Quando scegliamo di lavorare con i bambini, spesso immaginiamo che il cuore del nostro lavoro sia la relazione con loro.
Con il tempo, però, scopriamo una realtà più complessa: non incontriamo mai un bambino da solo.
Con lui entrano nello spazio educativo anche la sua famiglia, la storia delle relazioni che lo hanno accompagnato, le aspettative degli adulti, le loro preoccupazioni, le loro risorse e, talvolta, le loro fatiche. Allo stesso modo, arriviamo anche noi con la nostra storia professionale e personale, con il nostro modo di leggere ciò che accade e con il desiderio di offrire il meglio possibile.
È proprio nell'incontro tra questi mondi che nasce la relazione educativa.
Quando questa relazione è caratterizzata da fiducia, ascolto e rispetto reciproco, il bambino trova adulti capaci di sostenersi a vicenda e di offrirgli una direzione comune. Quando, invece, prevalgono incomprensioni, giudizi o difficoltà comunicative, il rischio è che il bambino si trovi, inconsapevolmente, al centro di tensioni che non gli appartengono.
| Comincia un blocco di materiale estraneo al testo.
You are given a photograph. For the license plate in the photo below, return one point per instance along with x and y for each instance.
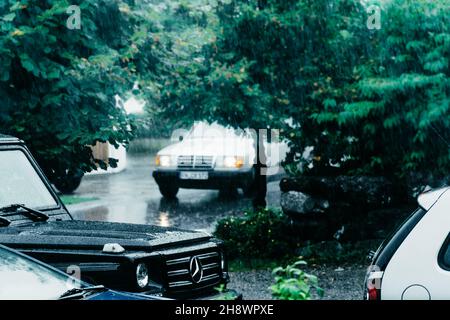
(186, 175)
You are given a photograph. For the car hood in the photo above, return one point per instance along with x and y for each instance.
(75, 234)
(119, 295)
(210, 147)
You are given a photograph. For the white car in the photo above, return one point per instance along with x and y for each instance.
(210, 156)
(414, 264)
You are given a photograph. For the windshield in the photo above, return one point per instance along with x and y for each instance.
(24, 279)
(20, 183)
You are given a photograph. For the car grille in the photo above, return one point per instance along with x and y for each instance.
(179, 277)
(195, 162)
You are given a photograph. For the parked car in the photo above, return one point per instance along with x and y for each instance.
(414, 263)
(139, 258)
(25, 278)
(211, 156)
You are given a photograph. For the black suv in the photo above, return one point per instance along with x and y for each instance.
(141, 258)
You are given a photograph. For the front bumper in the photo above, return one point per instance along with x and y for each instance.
(216, 179)
(224, 295)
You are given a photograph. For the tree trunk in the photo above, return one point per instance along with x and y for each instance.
(260, 183)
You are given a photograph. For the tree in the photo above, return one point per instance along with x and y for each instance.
(59, 81)
(369, 101)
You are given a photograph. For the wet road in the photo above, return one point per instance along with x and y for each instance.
(133, 196)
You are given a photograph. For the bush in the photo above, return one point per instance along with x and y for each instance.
(266, 234)
(291, 283)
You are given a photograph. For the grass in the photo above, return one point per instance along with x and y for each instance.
(239, 265)
(70, 200)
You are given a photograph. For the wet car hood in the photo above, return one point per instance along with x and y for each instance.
(75, 234)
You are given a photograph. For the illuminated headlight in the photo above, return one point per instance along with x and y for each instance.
(233, 162)
(142, 275)
(163, 161)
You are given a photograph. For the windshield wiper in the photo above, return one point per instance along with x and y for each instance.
(80, 292)
(4, 222)
(30, 213)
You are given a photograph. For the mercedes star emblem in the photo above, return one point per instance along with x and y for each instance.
(196, 269)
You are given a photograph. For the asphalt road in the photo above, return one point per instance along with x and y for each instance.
(132, 196)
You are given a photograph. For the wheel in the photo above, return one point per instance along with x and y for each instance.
(68, 182)
(168, 191)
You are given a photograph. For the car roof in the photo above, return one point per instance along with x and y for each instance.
(428, 199)
(8, 139)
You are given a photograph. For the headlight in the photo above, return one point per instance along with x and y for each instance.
(233, 162)
(163, 161)
(142, 275)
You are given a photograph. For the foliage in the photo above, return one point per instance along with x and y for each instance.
(291, 283)
(265, 234)
(59, 85)
(338, 253)
(372, 102)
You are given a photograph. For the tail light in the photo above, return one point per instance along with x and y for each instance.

Per questo credo che la relazione con le famiglie non possa essere considerata un aspetto secondario del lavoro educativo, né un insieme di strategie comunicative da applicare nei colloqui.
È una competenza relazionale profonda, che richiede la capacità di costruire alleanze, riconoscere punti di vista differenti e rimanere in dialogo anche quando emergono fragilità, emozioni intense o visioni diverse del bambino.
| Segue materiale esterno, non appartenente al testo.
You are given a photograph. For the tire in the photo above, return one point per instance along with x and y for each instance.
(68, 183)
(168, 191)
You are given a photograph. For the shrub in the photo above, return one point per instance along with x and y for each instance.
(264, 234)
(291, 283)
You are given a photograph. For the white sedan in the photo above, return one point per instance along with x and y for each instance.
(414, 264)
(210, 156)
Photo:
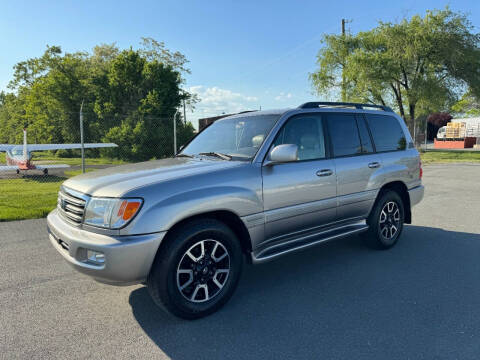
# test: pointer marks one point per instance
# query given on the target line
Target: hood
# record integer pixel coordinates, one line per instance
(117, 180)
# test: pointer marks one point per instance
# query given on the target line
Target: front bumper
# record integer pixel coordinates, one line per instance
(128, 259)
(416, 194)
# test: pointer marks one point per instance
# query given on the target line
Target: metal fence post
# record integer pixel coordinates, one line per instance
(175, 133)
(81, 138)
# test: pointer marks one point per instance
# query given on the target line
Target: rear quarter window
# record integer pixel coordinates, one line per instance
(387, 133)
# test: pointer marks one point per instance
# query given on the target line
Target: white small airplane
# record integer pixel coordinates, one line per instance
(19, 157)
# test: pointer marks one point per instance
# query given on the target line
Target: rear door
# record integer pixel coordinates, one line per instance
(300, 195)
(358, 166)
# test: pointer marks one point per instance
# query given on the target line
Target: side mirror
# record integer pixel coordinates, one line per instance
(282, 154)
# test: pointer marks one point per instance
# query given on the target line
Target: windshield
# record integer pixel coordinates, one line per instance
(238, 137)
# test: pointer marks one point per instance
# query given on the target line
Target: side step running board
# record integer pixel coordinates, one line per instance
(306, 241)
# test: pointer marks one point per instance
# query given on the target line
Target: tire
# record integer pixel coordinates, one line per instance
(177, 282)
(385, 226)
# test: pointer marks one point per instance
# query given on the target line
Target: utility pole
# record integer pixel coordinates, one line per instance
(81, 138)
(344, 92)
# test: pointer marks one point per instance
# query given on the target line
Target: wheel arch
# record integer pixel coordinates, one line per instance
(229, 218)
(401, 189)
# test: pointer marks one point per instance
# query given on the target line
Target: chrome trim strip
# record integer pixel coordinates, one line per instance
(257, 260)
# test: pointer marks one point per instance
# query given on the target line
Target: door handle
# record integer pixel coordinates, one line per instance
(324, 172)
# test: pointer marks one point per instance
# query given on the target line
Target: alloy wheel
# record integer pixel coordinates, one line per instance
(203, 270)
(389, 221)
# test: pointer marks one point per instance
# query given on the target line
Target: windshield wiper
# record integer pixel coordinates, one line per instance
(219, 155)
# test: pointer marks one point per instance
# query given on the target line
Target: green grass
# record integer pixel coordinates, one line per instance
(43, 158)
(35, 196)
(28, 198)
(430, 157)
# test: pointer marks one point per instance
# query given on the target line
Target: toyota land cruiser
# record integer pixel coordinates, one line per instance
(255, 186)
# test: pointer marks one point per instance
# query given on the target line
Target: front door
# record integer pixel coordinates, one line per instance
(302, 194)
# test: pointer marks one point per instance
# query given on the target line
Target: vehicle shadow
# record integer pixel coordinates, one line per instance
(340, 300)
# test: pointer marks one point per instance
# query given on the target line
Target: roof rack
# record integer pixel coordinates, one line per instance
(318, 104)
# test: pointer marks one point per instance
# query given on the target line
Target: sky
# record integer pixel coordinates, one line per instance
(243, 55)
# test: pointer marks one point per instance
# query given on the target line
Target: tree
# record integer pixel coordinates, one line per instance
(416, 66)
(129, 96)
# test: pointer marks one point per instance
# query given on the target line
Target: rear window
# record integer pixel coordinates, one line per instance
(344, 134)
(387, 132)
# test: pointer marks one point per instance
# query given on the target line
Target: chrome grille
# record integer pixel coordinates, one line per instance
(71, 205)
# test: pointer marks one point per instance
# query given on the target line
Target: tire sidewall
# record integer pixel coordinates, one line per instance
(375, 220)
(226, 237)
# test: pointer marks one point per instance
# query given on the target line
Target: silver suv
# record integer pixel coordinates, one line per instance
(254, 186)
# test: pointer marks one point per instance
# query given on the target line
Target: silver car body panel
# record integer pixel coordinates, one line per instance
(284, 207)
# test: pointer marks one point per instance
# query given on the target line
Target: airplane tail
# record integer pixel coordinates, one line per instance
(25, 147)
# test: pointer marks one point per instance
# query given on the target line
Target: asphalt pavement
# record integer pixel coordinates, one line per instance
(340, 300)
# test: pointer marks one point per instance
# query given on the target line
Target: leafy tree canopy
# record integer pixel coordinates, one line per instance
(129, 96)
(417, 66)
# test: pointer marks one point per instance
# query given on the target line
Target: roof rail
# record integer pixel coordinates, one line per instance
(318, 104)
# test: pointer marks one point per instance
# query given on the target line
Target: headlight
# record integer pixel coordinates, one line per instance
(111, 213)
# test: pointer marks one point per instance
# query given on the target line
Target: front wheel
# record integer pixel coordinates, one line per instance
(385, 221)
(197, 270)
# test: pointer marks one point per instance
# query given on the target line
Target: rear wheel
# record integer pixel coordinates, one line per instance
(385, 221)
(197, 269)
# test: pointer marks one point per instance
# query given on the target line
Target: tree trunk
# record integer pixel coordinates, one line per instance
(398, 98)
(411, 109)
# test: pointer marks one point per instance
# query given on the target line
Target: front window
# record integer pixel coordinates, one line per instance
(238, 138)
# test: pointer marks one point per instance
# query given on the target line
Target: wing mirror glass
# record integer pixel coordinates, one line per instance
(282, 154)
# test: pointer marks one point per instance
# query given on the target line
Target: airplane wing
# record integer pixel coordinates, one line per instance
(5, 147)
(42, 147)
(8, 168)
(53, 166)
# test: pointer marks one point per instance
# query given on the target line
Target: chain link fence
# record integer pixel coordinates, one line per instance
(29, 184)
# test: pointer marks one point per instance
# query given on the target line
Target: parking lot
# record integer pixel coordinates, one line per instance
(340, 300)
Una prospettiva sistemica ci invita a fare un passo ulteriore: ci ricorda che ciò che accade nella relazione tra gli adulti influenza inevitabilmente anche il bambino. Ogni gesto di fiducia, ogni possibilità di ascolto, ogni alleanza costruita con autenticità contribuisce a creare il contesto nel quale il bambino può crescere.
Per questo, prima ancora di domandarci come parlare con le famiglie, forse dovremmo chiederci da quale sguardo nasce il nostro modo di incontrarle.
È da questa domanda che prenderanno forma le riflessioni che condividerò nelle prossime settimane e il webinar dedicato alla relazione tra professionisti e famiglie.
Accompagnare un bambino significa, inevitabilmente, imparare a prenderci cura anche delle relazioni tra gli adulti che lo accompagnano.